Creating PDF documents using wkhtmltopdf

October 17, 2022 - Reading time: 2 minutes

I often use wkhtmltopdf to generate a PDF from web content with a common use case being the generation of invoices. More recently, I have also used it to generate data remediation documents to help businesses comply with some of their regulatory requirements.

Here's the link https://wkhtmltopdf.org/

The project consists of two utilities, one to generate PDF's and the other to generate images. wkhtmltopdf describes itself as:

... an open source (LGPLv3) command line tool to render HTML into PDF and various image formats using the Qt WebKit rendering engine. It runs entirely "headless" and does not require a display or display service.

However, on our Linux virtual machines sitting in Azure, I've always installed xvfb (X virtual framebuffer) to provide a virtual graphics buffer, perfect for those VM's that don't have a graphics adapter or screen.

It is easy enough to install from the command line using:

sudo apt install xvfb

Then, install wkhtmltopdf

sudo apt install wkhtmltopdf

In most cases, I access this via an exec command in most programming languages, although you should always be careful about what you are executing before actually running these commands!

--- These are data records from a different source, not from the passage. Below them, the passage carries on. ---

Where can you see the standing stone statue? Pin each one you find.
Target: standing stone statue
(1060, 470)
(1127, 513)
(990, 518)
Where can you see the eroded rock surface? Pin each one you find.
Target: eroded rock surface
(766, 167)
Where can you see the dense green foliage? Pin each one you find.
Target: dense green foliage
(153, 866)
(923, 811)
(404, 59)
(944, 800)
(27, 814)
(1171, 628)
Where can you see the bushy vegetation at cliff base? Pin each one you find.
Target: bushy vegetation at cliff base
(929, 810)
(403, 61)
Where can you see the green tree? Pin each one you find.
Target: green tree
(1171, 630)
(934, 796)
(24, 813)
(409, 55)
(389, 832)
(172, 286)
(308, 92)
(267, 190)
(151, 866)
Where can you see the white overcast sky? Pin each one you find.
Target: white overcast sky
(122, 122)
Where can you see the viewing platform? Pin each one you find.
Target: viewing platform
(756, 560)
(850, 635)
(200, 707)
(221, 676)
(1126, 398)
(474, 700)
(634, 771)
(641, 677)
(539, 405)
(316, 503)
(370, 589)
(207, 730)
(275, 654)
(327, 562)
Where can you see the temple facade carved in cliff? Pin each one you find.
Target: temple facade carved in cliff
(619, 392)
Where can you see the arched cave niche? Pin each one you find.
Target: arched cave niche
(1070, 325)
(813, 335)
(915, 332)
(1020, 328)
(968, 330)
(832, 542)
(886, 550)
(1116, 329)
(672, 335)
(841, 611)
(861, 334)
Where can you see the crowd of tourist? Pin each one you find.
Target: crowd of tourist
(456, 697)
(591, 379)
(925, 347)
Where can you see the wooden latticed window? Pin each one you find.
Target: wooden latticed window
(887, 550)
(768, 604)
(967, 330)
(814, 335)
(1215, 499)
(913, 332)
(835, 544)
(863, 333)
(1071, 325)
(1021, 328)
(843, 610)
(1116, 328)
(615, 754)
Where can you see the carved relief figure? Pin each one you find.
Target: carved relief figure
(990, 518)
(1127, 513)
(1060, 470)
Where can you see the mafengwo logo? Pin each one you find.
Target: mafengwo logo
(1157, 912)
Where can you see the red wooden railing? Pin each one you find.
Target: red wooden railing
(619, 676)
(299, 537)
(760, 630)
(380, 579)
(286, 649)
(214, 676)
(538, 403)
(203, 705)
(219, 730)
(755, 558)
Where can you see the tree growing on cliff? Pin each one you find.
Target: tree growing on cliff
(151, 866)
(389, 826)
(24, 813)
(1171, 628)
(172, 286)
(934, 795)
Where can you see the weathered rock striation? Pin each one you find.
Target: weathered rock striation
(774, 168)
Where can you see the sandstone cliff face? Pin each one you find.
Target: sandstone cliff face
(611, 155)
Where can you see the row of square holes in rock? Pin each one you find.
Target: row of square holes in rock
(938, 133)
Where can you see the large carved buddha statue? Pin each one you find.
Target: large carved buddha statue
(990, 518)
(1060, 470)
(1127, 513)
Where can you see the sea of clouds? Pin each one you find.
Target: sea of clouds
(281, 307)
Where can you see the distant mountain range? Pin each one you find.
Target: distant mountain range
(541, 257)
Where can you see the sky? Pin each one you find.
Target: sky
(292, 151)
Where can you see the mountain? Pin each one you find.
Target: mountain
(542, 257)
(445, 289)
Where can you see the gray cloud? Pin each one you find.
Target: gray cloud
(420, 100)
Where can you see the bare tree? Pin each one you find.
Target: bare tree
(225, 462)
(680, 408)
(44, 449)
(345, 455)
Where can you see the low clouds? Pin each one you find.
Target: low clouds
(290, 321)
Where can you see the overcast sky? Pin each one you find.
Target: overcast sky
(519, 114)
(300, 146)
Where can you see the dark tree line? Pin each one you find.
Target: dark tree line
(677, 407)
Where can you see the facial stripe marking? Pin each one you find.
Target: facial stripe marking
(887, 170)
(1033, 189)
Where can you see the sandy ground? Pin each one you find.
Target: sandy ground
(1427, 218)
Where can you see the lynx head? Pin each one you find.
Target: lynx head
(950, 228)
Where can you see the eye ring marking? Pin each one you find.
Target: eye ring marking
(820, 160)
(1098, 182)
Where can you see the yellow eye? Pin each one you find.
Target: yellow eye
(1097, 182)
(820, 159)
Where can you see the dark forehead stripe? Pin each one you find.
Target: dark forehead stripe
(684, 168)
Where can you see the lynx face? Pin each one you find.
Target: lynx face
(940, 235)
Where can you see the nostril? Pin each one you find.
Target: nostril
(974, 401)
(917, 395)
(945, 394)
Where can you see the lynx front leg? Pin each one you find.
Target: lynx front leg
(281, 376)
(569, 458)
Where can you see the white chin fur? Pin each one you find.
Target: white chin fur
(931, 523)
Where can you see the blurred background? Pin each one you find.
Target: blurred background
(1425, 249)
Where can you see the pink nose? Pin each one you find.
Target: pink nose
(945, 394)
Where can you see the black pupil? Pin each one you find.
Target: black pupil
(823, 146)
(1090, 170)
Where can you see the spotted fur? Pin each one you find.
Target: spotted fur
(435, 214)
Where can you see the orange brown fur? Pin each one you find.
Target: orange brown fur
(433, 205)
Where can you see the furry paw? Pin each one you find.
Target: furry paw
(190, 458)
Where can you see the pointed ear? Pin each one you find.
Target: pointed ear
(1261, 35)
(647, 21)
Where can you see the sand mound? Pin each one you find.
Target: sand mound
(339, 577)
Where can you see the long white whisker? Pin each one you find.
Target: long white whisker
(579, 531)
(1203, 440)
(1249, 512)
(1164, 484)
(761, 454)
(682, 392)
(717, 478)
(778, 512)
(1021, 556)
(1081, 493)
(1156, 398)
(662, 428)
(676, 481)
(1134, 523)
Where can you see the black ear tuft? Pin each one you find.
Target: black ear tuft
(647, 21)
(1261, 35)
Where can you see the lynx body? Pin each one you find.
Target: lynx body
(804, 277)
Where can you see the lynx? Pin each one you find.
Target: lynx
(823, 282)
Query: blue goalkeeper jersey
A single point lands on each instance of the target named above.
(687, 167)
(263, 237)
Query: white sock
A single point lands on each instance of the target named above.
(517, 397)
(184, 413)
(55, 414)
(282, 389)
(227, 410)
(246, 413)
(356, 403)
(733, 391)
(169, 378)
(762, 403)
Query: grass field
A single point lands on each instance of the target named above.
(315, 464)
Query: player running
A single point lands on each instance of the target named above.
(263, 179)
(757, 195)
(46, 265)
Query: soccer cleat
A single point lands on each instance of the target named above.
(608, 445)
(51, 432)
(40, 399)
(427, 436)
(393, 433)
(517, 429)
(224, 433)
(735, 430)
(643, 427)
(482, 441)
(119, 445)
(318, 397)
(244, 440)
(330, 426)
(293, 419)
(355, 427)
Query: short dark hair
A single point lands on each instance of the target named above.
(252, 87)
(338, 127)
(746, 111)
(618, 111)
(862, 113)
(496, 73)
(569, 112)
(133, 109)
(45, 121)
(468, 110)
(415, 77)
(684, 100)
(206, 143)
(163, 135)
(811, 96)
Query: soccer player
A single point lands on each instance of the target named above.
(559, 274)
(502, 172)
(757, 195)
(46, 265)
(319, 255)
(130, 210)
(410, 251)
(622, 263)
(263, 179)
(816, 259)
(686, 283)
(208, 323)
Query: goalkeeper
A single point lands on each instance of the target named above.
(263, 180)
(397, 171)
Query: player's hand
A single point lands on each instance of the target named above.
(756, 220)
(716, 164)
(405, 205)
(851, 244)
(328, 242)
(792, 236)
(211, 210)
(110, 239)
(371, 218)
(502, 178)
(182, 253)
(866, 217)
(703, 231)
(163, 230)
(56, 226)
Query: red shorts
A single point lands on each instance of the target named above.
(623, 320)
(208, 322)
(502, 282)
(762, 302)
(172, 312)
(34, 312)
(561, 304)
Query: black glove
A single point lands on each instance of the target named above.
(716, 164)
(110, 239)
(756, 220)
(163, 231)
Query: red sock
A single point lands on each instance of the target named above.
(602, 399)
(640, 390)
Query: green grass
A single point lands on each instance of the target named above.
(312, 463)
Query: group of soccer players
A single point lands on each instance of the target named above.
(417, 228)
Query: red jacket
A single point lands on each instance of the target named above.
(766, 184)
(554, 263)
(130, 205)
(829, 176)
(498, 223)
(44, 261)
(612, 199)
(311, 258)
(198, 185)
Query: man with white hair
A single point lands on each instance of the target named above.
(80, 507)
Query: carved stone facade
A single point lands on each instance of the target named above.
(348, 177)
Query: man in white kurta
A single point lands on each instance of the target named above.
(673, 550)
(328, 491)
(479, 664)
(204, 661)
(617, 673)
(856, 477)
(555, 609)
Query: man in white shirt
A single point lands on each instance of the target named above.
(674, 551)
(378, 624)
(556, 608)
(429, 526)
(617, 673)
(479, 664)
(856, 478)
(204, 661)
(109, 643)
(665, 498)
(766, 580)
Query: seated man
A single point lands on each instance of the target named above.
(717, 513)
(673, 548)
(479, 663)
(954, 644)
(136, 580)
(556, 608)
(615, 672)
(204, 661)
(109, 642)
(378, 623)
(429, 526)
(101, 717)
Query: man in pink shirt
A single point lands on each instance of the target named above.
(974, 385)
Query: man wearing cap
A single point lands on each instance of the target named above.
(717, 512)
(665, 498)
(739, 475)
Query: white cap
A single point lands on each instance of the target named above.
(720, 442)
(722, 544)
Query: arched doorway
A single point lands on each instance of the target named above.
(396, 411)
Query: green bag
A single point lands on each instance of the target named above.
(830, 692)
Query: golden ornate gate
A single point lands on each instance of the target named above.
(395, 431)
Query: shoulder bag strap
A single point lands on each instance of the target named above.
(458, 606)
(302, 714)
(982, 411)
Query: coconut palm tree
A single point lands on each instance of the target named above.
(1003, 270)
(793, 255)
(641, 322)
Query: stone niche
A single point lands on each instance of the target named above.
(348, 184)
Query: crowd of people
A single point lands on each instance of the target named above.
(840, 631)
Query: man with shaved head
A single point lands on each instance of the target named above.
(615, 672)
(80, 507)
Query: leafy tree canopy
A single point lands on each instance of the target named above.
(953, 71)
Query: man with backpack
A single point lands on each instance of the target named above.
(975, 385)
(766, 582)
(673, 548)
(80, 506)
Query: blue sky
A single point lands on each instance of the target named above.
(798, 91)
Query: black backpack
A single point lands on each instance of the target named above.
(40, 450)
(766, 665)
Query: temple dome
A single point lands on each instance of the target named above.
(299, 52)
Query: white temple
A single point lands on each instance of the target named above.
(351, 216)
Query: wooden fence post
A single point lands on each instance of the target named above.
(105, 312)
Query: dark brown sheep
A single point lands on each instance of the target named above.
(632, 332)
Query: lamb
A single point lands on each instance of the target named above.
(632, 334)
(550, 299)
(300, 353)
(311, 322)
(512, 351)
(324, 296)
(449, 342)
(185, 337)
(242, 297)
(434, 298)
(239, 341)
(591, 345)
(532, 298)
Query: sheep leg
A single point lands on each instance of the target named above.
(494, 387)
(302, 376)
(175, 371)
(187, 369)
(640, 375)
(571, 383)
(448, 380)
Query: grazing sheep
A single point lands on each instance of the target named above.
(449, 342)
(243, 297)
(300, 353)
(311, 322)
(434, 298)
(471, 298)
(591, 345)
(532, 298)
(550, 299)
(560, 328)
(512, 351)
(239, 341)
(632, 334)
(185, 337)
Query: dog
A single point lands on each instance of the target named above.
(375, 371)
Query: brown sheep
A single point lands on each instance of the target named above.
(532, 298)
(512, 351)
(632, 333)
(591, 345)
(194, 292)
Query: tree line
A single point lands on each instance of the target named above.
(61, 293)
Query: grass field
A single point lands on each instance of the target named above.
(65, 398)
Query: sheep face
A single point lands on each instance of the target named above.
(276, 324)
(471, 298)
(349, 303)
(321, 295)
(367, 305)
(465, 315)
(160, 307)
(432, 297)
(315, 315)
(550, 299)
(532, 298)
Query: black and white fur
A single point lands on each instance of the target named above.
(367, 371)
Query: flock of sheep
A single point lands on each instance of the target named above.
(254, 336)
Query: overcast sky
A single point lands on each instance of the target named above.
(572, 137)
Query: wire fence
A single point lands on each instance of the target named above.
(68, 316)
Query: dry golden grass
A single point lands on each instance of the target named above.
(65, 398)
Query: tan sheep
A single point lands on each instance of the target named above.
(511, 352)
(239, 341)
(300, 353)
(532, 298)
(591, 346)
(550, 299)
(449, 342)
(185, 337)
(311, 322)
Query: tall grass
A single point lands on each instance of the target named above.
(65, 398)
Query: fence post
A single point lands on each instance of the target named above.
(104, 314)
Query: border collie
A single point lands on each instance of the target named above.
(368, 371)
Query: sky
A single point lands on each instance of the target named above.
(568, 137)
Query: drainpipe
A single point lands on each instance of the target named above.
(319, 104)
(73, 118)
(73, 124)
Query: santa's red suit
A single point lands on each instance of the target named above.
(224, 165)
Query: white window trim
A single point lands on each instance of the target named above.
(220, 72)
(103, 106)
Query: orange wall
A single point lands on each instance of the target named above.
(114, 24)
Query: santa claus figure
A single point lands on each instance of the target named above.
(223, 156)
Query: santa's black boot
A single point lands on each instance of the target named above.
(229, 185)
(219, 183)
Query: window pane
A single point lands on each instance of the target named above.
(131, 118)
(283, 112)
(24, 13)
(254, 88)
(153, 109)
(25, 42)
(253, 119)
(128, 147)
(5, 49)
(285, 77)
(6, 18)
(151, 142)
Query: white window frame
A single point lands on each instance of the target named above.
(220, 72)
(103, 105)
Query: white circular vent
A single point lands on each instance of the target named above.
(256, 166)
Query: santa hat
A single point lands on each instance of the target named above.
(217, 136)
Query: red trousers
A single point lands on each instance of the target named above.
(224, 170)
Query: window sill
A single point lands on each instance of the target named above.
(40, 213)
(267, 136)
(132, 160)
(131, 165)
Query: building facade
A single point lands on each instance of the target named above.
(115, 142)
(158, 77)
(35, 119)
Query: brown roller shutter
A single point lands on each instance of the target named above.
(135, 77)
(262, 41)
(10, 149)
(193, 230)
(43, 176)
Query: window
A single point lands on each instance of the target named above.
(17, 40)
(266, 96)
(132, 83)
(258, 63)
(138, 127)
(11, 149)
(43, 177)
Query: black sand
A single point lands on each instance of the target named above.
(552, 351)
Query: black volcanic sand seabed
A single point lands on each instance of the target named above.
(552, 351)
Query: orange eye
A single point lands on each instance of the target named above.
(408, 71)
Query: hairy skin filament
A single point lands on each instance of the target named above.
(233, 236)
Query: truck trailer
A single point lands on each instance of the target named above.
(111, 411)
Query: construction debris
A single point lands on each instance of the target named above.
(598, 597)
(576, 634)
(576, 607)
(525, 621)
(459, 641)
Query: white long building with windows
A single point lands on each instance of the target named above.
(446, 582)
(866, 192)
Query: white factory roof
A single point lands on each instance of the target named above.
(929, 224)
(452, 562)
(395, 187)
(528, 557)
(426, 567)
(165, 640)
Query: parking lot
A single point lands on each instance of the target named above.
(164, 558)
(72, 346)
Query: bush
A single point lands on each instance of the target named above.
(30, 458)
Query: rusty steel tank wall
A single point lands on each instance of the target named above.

// build the command that will run via PHP.
// remember to sanitise your inputs for $path and $filename!
$wkcmd = 'xvfb-run wkhtmltopdf "'.$path.'" '.$filename;
// execute the command
exec($wkcmd);
// In this instance, I'm using pdfbox to encrypt the output PDF with the user's ID number.
exec('java -jar pdfbox-app-2.0.21.jar Encrypt -U '.$pii['id_number'].' '.$filename);
// do what ever you need to do with the generated PDF i.e.: email it, store it.
// don't forget to clean up the file system afterwards!

Most of the code I have written uses PHP to generate and render the HTML in to a PDF in a temporary directory, and if necessary, makes use of PDFBox to apply additional transformations, like password protecting the PDF.